The Disappointment and Failure that Comes with Volleyball Life

Quarantine wont stop me from playing.

Javier Lopez

Quarantine won’t stop me from playing.

Javier Lopez, Journalist

My drive to knock down every wall on my way to achieve my volleyball goals have seemed to falter because of the pandemic.

There was a time before the pandemic, where I could play volleyball non-stop almost everyday. I would be able to go out and practice volleyball at any local park, like Salt Lake Park, Freedom Park, and Benito Juarez Park. Now after the pandemic, my parents will not let me go outside because they were worried I would catch covid. Since everyone was supposed to be quarantined, that pushed my parents’ judgment to officially keep me locked in for months. Even while knowing that my parents have said their final words about staying inside the home I still insisted to go out and practice my volleyball skills. The only thing that goes through my mind is breaking any wall that’s in my way and to give it my all to win.

Gyms are unavailable to me, so I must use what I have at home. (Javier Lopez)
No where else to practice but home (Javier Lopez)

Before the pandemic, I was improving my volleyball skills at a very fast rate since I finally found a place where I can play with fellow volleyball players. That place was my afterschool volleyball club at Maywood Academy High School. At the time I was surrounded by so many people that played volleyball. I truly felt happy. But now after the pandemic school sports were canceled until 2021. I don’t have a team to practice with. I never even had the chance to play because of the cancellation of school sports. I struggle to practice on my own and I don’t have any friends to practice with. Right now, I don’t know if I am improving or staying the same. All I can do now is just keep working hard. 

Before the pandemic, I believed my friends would be helpful and supportive of me and my volleyball dream. Now, since the pandemic, I realized that I distanced myself from my friends since they were not supportive or helpful. For the most part, most of my friends don’t play volleyball, they mostly play soccer. That makes it harder to play with them since they don’t know how to play. A few of my friends, on the other hand, call volleyball a women’s sport. I’ve even heard people use slurs, calling the sport “gay”. Since being around negative people annoys me, I decided to not hang out with those types. Ever since then I have concluded that I must rely on myself to improve my volleyball skills. 

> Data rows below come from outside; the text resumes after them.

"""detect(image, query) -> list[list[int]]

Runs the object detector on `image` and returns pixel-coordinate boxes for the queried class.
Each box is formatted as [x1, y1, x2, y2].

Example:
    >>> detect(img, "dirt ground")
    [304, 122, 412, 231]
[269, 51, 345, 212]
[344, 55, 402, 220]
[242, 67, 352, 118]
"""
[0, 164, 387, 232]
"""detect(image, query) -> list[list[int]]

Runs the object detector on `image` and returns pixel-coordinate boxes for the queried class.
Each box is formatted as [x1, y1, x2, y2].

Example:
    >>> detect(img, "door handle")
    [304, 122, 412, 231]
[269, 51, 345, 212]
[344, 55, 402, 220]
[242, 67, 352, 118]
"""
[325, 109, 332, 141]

I was able to use the weight room at school and/or go to the local gym before this pandemic. I would make it a priority to work out at least 4 times a week. Sadly, after the pandemic, I couldn’t use the weight room at school because students were not able to go back to campus and instead made to do school online. The gym was closed up until September, so for about five months I couldn’t go to the gym. But even when gyms reopened not too long ago I can no longer go because of school work. Now I can only rely on one 30 pound dumbbell I have and a few bar weights with no gym bar. It truly is a tough path for any athlete. 

I was eating healthy to become fit so I can become a better volleyball player before the pandemic, but after the pandemic, I had my days where I would feel depressed or unmotivated and constantly eat unhealthy food. Making it even harder was the fact that more fast-food was being provided for family meals because it was cheaper than buying groceries. At some point, around June and all of July, I was at my lowest: I wouldn’t say “no” to any food given to me. I would just eat it. I would spend my time eating and wondering if my volleyball dream was foolish.

One thing that’s helped me through this was actually to stop working towards my goal for a while. After July, when I was at my lowest, I took a month’s break to relax myself and get rid of all the stored up stress and failure I felt. During that month’s break I started to eat healthier, I played video games more with my siblings and did other things in order to relax until I felt I was ready to get back on the path to my goal.

As of right now in December, I have regained my passion for volleyball in my little break I had. I’ve gotten stronger both physically and mentally. I’ve become a little more confident and feel that I won’t let go of my volleyball dream that easily anymore.